137 morts, le nouveau bilan humain de l'invasion soviétique de 1968

Photo: Anton Kaimakov

Dans la nuit du 20 au 21 août 1968, les armées « fraternelles » du pacte de Varsovie envahissaient la Tchécoslovaquie et mettaient ainsi un terme à la tentative de libéralisation du régime connue sous le nom de Printemps de Prague. Dans un ouvrage qu’ils viennent de publier, Okupace 68, les historiens Prokop Tomek et Ivo Pejčoch proposent une réactualisation du bilan humain de cette invasion et de l’occupation soviétique de la Tchécoslovaquie qui s’en est suivie jusqu’en 1991.

Photo: Anton Kaimakov
Difficile pour les soldats soviétiques d’expliquer aux Pragois les raisons de leur présence, sans invitation et en chars, dans les rues de la ville. Il leur faudrait dire que Léonid Brejnev ne pouvait pas tolérer qu’Alexander Dubček et les réformateurs tchécoslovaques mènent à bien leur programme de « socialisme à visage humain ». Face à l’agression des pays « amis », les Tchécoslovaques choisissent la résistance passive et pacifique, mais cela n’empêche pas certaines échauffourées, et notamment le combat pour la Radio publique tchécoslovaque, le 21 août, durant lequel dix-sept Tchèques perdent la vie.

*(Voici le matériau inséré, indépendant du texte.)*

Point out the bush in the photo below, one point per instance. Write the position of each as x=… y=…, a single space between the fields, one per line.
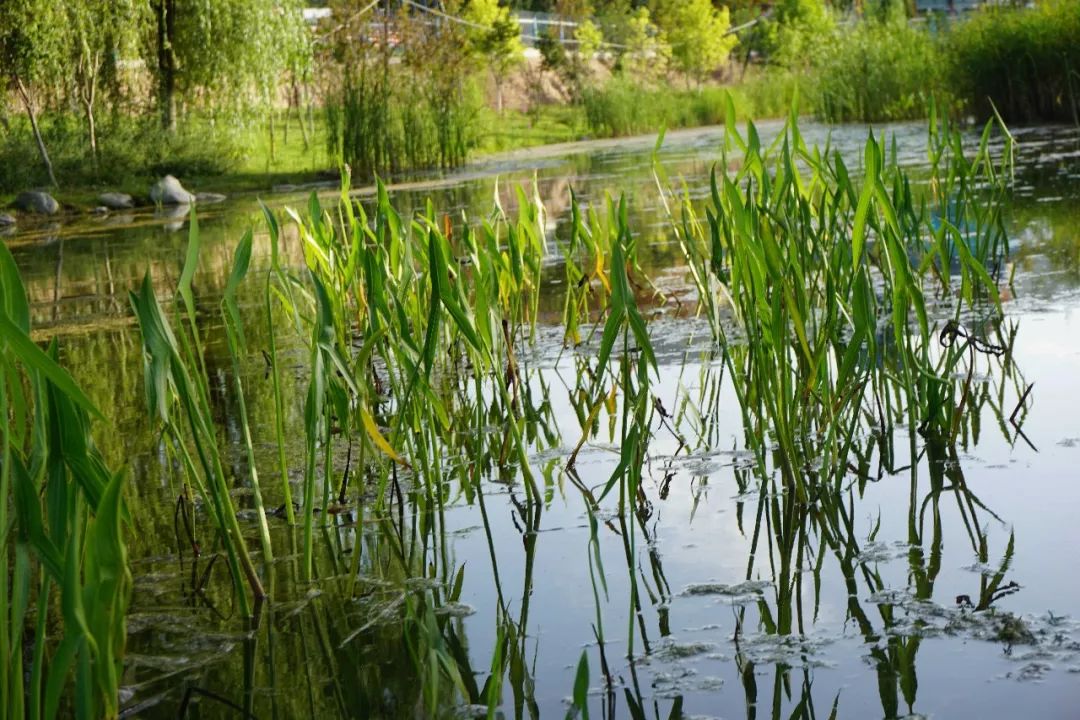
x=878 y=71
x=1025 y=60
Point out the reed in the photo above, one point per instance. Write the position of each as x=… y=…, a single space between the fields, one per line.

C’est ce bilan humain que les historiens Prokop Tomek et Ivo Pejčoch ont voulu documenter, en particulier en rassemblant une riche iconographie. Voilà ce qu’explique le premier au micro de Radio Prague, en marge de la présentation au public de l’ouvrage :

« La plupart des victimes étaient inconnues et on ne savait même pas à quoi elles ressemblaient. Avec ce livre, ces gens sont de retour dans l’histoire. Certains n’avaient même pas de nom, ou alors c’était seulement des noms et rien de plus. A présent, ils ont un visage et ils ont une histoire. »

Okupace 68 ne constitue donc pas seulement une étude statistique, même si l’étude propose une réévaluation du nombre de victimes. 137 personnes auraient péri dans le cadre de l’invasion, contre une estimation de 135 précédemment, et les victimes seraient au total environ 400 pour toute la période de l’occupation.

Prokop Tomek et Ivo Pejčoch,  photo: Anton Kaimakov
Le livre entend redonner chair et vie à ces personnes, mais il s’intéresse également aux morts du côté soviétique. Moscou a eu tendance à les présenter comme victimes d’assassinats. Propagande, ou en tout cas déformation des faits, selon Ivo Pejčoch :

« A part les victimes tchécoslovaques, nous avons également étudié le nombre de soldats morts du côté des forces d’invasion. Pour certains, nous avons pu faire des comparaisons avec les rapports de police. Je pense qu’il est désormais bien prouvé qu’aucun soldat soviétique n’a été assassiné par une prétendue ‘contre-révolution’, comme cela est affirmé jusqu’à aujourd’hui sur certains sites, et notamment à l’étranger. S’il y a eu des morts par arme à feu, ils l’ont été du fait de tirs amis ou bien d’accidents malheureux. »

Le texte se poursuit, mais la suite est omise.